Good point.  :)

I remember having the same question about shift/unshift when I first
learned Ruby.  I remember doing something like the following:

item = items.shift!

...and I was surprised to see a NoMethodError.  It seemed to violate
the rule I supposed existed: all destructive methods end in !

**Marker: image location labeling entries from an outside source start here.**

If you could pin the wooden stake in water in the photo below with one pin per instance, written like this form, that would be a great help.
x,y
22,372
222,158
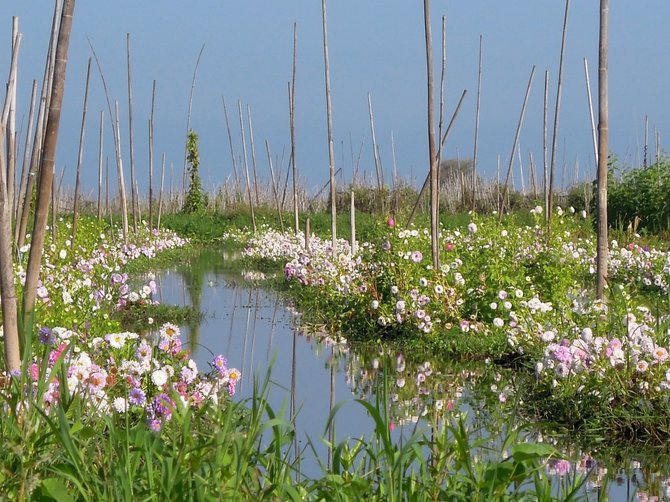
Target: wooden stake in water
x,y
353,224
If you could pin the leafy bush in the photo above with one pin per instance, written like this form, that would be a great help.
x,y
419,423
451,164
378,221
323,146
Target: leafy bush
x,y
641,193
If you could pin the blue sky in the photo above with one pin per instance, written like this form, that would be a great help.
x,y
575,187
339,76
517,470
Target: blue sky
x,y
375,46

It is an interesting debate, but I suppose it's a bit of a moot point
now; it's too late to change these basic methods, even if we wanted
to.

On Dec 4, 2007 3:00 PM, MonkeeSage <MonkeeSage / gmail.com> wrote:
> On Dec 4, 1:31 pm, Christian von Kleist <cvonkle... / gmail.com> wrote:
> > On Dec 4, 2007 1:04 PM, Bill Kelly <bi... / cts.com> wrote:
> >
> >
> >
> >
> >
> > > From: "David A. Black" <dbl... / rubypal.com>
> >
> > > > [...] I just
> > > > think that Matz's abstraction of these as "dangerous", and dedication
> > > > of the ! to expressing that abstraction, is strikingly elegant and has
> > > > the weight of some kind of logic behind it. It hits a narrower target
> > > > -- it means that there's a whole class of tricky (or whatever) methods
> > > > that have to find some other way to express their trickiness -- but I
> > > > think it's worth it.
> >
> > > Ah.  I think I understand your viewpoint better now; thanks.
> >
> > > (And if nothing else, at least we can both agree on the "hits a
> > > narrower target" part.  <grin> )
> >
> > > Regards,
> >
> > > Bill
> >
> > Well, slice(-1) and slice!(-1) are equivalents for pop (non-modifying)
> > and pop! (modifying), right?
>
> Well...that's kind of cheating. Heh. ;) Semantically, they are very
> different; though pragmatically you get the same result. Kind of like
> a car hitting you at 50 k/mph gets the same result as you hitting a
> car at 50 k/mph, even though the car traveling 50 k/mph and yourself
> traveling 50 k/mph are very different. For perhaps a better
> analogy...these two do the same thing, even though they have very
> different semantics and implementations:
>
> p [1,2,3,4].last #=> 4
>
> arr   = [1,2,3,4]
> count = 0
> arr.each { | e |
>   if count == arr.size-1
>     p e
>   end
>   count += 1
> }
> # => 4
>
> The first is obviously the correct choice, even though you *can* do
> the second if you really wanted to.
>
> Regards,
> Jordan
>
>